Later on, I stood together with another guest. Via Viktor Mayer-Schönberger’s “Delete: The Virtue of Forgetting in the Digital Age” (there’s an interview with him by David Weinberger on Radio Berkman), we arrived at the question what digital goods – documents – ought to be preserved. And, more importantly, how to choose them.
For most of human history, the idea of preservation did not even exist. Things were either used or abandoned. What they were built from would become a natural resource for later generations. The Colosseum became a quarry, and vellums with the writings of Aristotle were recycled to contain Byzantine prayers.
At some point, our societies started chronicling human history by preserving artifacts and documents. They had – and still have today – designated places for them (museums) and experts (archivists, curators) who are in charge of deciding what is worth keeping – and what’s not.

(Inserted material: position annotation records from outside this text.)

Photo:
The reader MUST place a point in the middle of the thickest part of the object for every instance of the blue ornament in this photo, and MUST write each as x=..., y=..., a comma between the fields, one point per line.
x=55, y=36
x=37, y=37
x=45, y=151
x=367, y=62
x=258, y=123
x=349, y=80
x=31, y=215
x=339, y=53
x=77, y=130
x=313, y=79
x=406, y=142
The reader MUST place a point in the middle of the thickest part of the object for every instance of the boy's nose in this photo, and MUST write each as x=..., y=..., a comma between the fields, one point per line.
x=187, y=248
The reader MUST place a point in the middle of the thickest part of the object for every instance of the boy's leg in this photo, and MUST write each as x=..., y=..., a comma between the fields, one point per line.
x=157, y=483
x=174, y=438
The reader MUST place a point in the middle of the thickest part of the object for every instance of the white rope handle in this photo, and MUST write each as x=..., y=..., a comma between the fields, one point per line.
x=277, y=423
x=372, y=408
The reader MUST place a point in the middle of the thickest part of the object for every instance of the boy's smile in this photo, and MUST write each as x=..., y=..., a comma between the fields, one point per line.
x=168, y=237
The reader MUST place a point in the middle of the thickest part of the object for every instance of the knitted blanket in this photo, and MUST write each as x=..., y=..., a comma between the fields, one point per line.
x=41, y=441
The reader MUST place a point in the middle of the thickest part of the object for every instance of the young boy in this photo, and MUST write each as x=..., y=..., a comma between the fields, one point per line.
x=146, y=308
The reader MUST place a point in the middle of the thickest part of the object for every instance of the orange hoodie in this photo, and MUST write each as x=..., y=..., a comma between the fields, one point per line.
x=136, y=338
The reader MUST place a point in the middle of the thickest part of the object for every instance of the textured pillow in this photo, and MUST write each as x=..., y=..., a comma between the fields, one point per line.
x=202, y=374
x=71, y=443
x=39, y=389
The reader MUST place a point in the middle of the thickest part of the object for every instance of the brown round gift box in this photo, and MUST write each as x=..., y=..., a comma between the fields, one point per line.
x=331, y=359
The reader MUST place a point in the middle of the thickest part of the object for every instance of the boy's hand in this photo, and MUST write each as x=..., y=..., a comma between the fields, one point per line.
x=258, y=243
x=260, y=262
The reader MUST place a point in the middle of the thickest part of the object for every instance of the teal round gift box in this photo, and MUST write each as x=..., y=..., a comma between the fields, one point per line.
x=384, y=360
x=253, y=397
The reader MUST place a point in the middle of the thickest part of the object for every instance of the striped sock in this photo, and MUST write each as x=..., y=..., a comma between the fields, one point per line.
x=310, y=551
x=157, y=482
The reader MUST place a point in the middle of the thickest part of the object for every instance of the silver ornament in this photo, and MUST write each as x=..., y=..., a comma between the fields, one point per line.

Just as newspaper editors, curators are an elite. They are gate keepers, filtering a ubiquitous ressource (information here, artifacts there) for cultural value. This has been an important task, as space is limited, in newspapers as much as in museums.
But, as Clay Shirky writes in “Here comes everybody”, in the digital space the paradigm has shifted from “filter, then publish” to “publish, then filter”. Subsequently, the Digital Museum ought to preserve anything ever published on the Web – and let users sort through it using search functions and rank exhibits by popularity. In fact, Archive.org is doing just that.
But memory capacity isn’t a ubiquitous ressource. Even Archive.org needs to make decisions about what to preserve and what to let vanish. The obvious solution is to crowdsource the exhibits of the Digital Museum. Now the question is: Do we have to fear mob rule?
The answer was one of the most interesting parts of Friday’s panel discussion. As Mercedes Bunz remarked, there has been another paradigm shift. While the industrial age was marked by a trend towards homogenity, the networked information society shifts towards customization.
What does that mean for the Digital Museum? It does not have a main exhibition, but consists of a plethora of theme rooms, each catering a small subculture or niche interest.
This is not absolutely positive. If today we go to an exhibition, we will most likely be confronted with exhibits that we would not come across were they not paired with others that we are interested in. It’s the same with newspapers, or conferences.
In the Digital Museum, this ought not to happen. We, the visitors, with our questions (queries) decide exactly what we will see. In return, the museum will only show us what we already know about.
Imagine such a museum in the analog world. You fill out a questionary about your preferences upon entering and will be served accordingly. At Transmediale 10 yesterday science fiction novelist Bruce Sterling talked about atemporality. If you want to be an astronaut, he said, just dress up as one. You will look ridiculous, but by what standards?
The Digital Museum is bound to feature equally ridiculous situations. As I joked, a Nazi will only get to see Hitler memorabilia, a Communist Soviet agitprop. In the analog world, the question is: What happens if two Nazis and a Communist enter a room together? Will the majority rule, or will the exhibits split to equally represent visitors’ preferences?
In the Digital Museum of customization, people can enter together without noticing each other, neither their differences nor what they have in common. It is possible to fully withdraw from public discourse, one of the pillars that support our democracies.